Ever-rising debt levels and the splintering of global trade under the pressure of geopolitical rivalries have cast a long shadow over the meetings, which begin in earnest Tuesday. The uncertainty is only fueled by the wars raging in both Eastern Europe and the Middle East — and by next month’s U.S. election — all of which could move the needle in various directions.

Public debt, in particular, has already emerged as a key focus of this week’s discussions. Governments in many parts of the world appear to have lost control of their finances due in large part to pandemic-era emergency support measures, which widened existing budget gaps. Global public debt is set to hit an unimaginable $100 trillion this year, and is on course to top 100 percent of world GDP by 2030, the IMF said last week in an advance release from its Fiscal Monitor. 

Causes for concern are everywhere.

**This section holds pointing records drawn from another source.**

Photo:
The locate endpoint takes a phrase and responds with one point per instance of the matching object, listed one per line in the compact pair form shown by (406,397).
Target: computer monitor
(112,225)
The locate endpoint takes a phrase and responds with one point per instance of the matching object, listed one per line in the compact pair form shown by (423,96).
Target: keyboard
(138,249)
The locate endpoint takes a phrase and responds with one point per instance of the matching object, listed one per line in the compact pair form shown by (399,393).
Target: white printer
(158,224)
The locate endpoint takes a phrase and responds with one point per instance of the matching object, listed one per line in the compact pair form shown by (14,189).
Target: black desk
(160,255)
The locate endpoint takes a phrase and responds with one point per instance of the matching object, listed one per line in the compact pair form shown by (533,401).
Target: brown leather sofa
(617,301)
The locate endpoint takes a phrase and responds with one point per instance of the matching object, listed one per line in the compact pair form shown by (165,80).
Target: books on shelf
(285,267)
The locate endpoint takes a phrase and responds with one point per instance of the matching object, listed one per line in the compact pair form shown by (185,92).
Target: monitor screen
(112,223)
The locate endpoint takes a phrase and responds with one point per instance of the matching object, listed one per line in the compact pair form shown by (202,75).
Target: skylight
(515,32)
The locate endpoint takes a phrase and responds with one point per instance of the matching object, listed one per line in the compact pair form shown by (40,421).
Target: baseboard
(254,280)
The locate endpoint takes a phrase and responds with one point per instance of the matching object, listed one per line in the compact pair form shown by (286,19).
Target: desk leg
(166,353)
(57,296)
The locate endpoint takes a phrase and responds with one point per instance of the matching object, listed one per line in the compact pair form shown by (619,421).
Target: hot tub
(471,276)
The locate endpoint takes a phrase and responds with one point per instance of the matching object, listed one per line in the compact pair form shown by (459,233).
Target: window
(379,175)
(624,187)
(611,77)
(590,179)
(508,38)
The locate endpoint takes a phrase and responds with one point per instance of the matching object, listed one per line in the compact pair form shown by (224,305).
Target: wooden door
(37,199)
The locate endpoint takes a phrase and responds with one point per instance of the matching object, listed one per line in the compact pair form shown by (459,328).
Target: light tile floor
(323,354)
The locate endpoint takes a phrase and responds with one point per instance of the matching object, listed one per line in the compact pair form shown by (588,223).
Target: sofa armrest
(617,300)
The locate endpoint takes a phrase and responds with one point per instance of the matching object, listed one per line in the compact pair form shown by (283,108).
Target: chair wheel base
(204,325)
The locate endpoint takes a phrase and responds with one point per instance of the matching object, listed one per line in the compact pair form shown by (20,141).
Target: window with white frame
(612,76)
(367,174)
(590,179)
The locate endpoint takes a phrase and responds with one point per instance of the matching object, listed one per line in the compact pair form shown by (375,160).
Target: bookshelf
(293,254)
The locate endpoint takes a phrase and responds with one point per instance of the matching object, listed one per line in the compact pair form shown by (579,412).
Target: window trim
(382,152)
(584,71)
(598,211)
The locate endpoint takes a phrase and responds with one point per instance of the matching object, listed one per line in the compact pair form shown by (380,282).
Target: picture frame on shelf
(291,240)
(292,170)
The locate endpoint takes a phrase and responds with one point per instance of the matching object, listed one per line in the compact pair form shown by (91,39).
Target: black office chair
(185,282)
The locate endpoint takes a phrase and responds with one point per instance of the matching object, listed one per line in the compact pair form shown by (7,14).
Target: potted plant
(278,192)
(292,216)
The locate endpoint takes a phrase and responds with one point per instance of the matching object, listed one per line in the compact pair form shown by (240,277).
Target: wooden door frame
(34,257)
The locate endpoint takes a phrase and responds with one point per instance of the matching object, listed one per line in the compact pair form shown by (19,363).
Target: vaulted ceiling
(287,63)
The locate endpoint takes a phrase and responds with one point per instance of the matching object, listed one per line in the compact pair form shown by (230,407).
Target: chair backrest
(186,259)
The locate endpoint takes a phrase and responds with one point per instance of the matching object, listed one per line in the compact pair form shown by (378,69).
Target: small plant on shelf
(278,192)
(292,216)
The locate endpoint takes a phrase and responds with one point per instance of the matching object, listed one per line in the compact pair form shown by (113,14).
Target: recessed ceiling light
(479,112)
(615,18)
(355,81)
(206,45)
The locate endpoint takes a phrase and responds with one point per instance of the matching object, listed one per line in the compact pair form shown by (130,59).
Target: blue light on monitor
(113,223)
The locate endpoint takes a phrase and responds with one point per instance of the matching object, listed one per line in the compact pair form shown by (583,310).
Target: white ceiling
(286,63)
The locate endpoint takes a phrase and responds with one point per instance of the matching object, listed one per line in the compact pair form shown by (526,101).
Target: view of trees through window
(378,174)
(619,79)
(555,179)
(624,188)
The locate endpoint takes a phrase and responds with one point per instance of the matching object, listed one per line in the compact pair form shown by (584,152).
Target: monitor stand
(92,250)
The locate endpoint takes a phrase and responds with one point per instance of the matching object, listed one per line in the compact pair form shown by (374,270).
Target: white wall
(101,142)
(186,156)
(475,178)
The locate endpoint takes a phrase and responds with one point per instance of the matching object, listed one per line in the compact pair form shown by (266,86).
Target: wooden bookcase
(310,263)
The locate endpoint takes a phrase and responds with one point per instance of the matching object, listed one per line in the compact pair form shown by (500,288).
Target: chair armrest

In the U.S., the budget deficit is expected to cross 6 percent of GDP in 2024 even though the country started the year at what many would have considered the top of the economic cycle, with tax revenues plentiful and little need for government support measures. But that hasn’t proven to be the case this cycle, as the administration of President Joe Biden has thrown money at reshoring manufacturing jobs, especially in politically sensitive sectors such as chip production.

Inflation won a second lease on life through food and energy markets after Russia’s invasion of Ukraine is on the retreat. | Brandon Bell/Getty Images

In Europe, the staggering cost of the subsidies needed to keep the economy on life support earlier in the decade has become clearer. Even Germany is struggling to bring its deficit back in line with both its own rules and those of the EU, and now faces a second straight year without growth. Berlin has even joined the likes of Paris and Rome in having to ask the European Commission for extra time to get its finances back in order.

China, meanwhile, is still working its way through a real-estate crash, with no clarity on who will be left holding billions of dollars in debt that will never be repaid. Beijing has unveiled a suite of measures to sustain growth, but analysts are not convinced they will do the trick. Official data released last week showed the economy grew only 4.6 percent in the third quarter compared to the same period in 2023, below expectations and undershooting President Xi Jinping’s 5-percent target.